J’ai troqué ma paire de repetto contre une paire de santiags.
Fini les quartiers hip’ de Brooklyn et les cupcakes hors de prix. J’ai pris l’avion pour une destination bien paumée en Oregon et j’ai bien décidé d’y passer mon mois de Juin. D’abord pour échapper à la chaleur grotesque et humide de New York durant l’été, mais aussi parce ce que j’ai toujours voulu apprendre à manier le lasso et à monter à cheval avec une main sur les rênes et une autre dans la poche. Enfin, quelque chose du genre quoi.
J’ai donc débarqué à Sisters, une espèce de petite « ville » éloignée de tout où les gens se baladent avec un chapeau de cow-boy sur la tête alors que c’est même pas Halloween.
À Sisters, une seule route traverse le patelin et il faut moins de 10 minutes pour en faire le tour. Mais là où le délire commence vraiment, c’est que mon ranch d’adoption se trouve à trente minutes de là, entre les champs et les collines rocailleuses. Au milieu du rien quoi.
Sur la route pour s’y rendre, on passe à côté d’une ferme remplie d’alpagas. Il y en a tellement que ça en devient presque débile. Je veux dire, on est dans un trip western ou pas ? Sérieusement, j’ai jamais vu John Wayne monter un alpaga. Mais quoi qu’il en soit, ils étaient bien là, par centaines, alors faut bien composer avec.
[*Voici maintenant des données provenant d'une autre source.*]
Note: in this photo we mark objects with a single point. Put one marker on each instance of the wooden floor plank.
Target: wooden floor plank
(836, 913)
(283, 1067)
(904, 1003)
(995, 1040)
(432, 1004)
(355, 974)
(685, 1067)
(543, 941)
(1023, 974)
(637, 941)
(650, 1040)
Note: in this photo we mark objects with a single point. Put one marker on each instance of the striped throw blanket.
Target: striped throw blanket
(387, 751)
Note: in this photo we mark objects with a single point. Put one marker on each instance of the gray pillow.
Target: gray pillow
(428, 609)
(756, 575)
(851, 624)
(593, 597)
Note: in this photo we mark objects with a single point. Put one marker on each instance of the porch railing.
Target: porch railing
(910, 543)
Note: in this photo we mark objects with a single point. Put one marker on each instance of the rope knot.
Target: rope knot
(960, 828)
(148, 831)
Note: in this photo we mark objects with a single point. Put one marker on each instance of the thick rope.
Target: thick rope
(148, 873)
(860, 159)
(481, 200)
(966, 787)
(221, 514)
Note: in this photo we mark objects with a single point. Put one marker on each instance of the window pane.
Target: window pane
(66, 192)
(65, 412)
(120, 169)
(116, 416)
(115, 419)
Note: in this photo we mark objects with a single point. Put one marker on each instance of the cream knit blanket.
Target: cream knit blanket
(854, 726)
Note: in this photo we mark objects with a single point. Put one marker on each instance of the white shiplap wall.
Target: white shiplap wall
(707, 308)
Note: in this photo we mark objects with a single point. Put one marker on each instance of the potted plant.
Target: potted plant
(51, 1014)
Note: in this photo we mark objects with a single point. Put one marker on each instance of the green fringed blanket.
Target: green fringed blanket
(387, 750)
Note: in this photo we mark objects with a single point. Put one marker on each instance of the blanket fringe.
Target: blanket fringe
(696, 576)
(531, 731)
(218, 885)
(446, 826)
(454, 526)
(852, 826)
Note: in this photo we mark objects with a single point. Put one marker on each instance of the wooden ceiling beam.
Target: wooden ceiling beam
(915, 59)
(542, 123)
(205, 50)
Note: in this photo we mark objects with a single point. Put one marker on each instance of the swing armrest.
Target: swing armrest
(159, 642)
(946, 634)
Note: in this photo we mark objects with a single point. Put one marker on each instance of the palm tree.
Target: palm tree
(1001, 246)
Les paysages défilent et j’arrive enfin à ma destination. Un beau drapeau américain garde l’entrée et déjà j’aperçois des chevaux à proximité de la bâtisse principale. Ils ont l’air jolis et pas trop gros. C’est chouette. Il y en a qui me regarde. J’apprendrai plus tard qu’il s’agit de « Smokey », un mustang gris issu d’une réserve indienne. Une fois, un couguar lui a sauté sur la croupe pour essayer de le bouffer. Mais Smokey ne s’est pas laissé faire et l’a envoyé bouler bien comme il faut. En guise de souvenir de cette bataille, il garde une cicatrice en forme de croissant de lune. Vénère le poney. Bref, c’est rapidement devenu mon préféré.
La chose qui m’a le plus décontenancée par contre c’est la prière en début de repas. Il faut dire que les bondieuseries c’est pas vraiment mon truc et quand tout le monde ferme les yeux pour remercier le seigneur, moi j’espère juste secrètement que le délire durera pas trop longtemps histoire que le bacon refroidisse pas. Parce ce que le bacon froid, c’est quand même bien dégueu. Amen.
Sur la propriété, il y a une quinzaine de chevaux, deux tracteurs, deux cottages, une maison principale et des enclos un peu partout. Je loge dans une caravane de luxe, avec des petits rideaux brodés et une chambre à part avec douche à l’italienne. J’ai un peu l’impression d’être sur un plateau de tournage parfois. C’est peut-être bien le cas. Bref, on s’en fout. Le plus important c’est que j’ai appris à conduire un tracteur. Je vais pouvoir mettre ça sur mon profil Tinder désormais.
Au ranch, tout le monde ou presque s’appelle « Ron ». Il y a eu « Ranch Ron » un wrangler que je remplace désormais. « Pastor Ron », un mec qui était pasteur avant et qui fait trois le tour de la pelouse sur un petit tracteur-tondeuse. Et parfois les guests s’appellent « Ron » aussi. C’est un peu perturbant, mais on s’y fait.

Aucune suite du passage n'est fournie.